En la lámpara mágica presentí el misterio fundacional de la vida,
vi la parte tormentosa y vi la cuota de luz. Cuando Juan me aclaró (justamente)
la clave de elaboración de la misma, la condición fotosensible de la materia, cerré,
entendí, disfruté del círculo perfecto. Lo oscuro devendrá en luz a través de
los días, me dije que así la vida de las personas, incluida la vida del creador
de la lámpara mágica, porque mucho lleva hecho Juan sobre esta tierra humana (sí,
otro tipo al que nunca le hizo falta un dios), y quizás en este viaje mi tío la
juegue de soltar un poco de bulto, de
acercarse un cachito más a la sabiduría, la luz o su sinónimo, el espíritu. Vivir solo cuesta vida, cantó el Indio
Solari cuando era Redondito y de Ricota, y Juan sabe de la tormenta y sabe de
la luz.
Imagino y quiero una llegada digna a la luz para los fantásticos
de este relato: el pescador, los capitanes de los barcos, el señor del 23, el
observador del águila calva, el torero de Once. Una especie de deseo de fin de
año, ojalá que todos tengamos el descubrimiento del espíritu o la luz en camino
de colisión frente a nuestra mirada, como sucede y sucederá en la lámpara
mágica de mi tío Juan.
Estoy lejos y cerca de mi tío; establecimos, antes de su partida
al norte, un compromiso de comunicación: el primero de nosotros que pase al
otro lado de la sombra debe tratar, si se puede, y si hay paisaje que referir,
de dar noticia y pistas al que todavía ande en estas cuestiones del vivir.
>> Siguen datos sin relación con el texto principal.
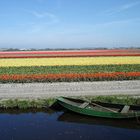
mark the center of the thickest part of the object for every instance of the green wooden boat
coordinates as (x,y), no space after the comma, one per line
(99,109)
Me
dijo que él me avisa, siempre un caballero. Imagino que será emotivo y muy
interesante, ya que el comunicador sabe de las cuestiones que encierran tanto
la tormenta como la conciencia y su luz. El hacedor de la lámpara transitó en
repetidas oportunidades la línea del horizonte de este río, de esta laguna:
nuestra Buenos Aires, y como nunca olvida, volverá a hacerlo.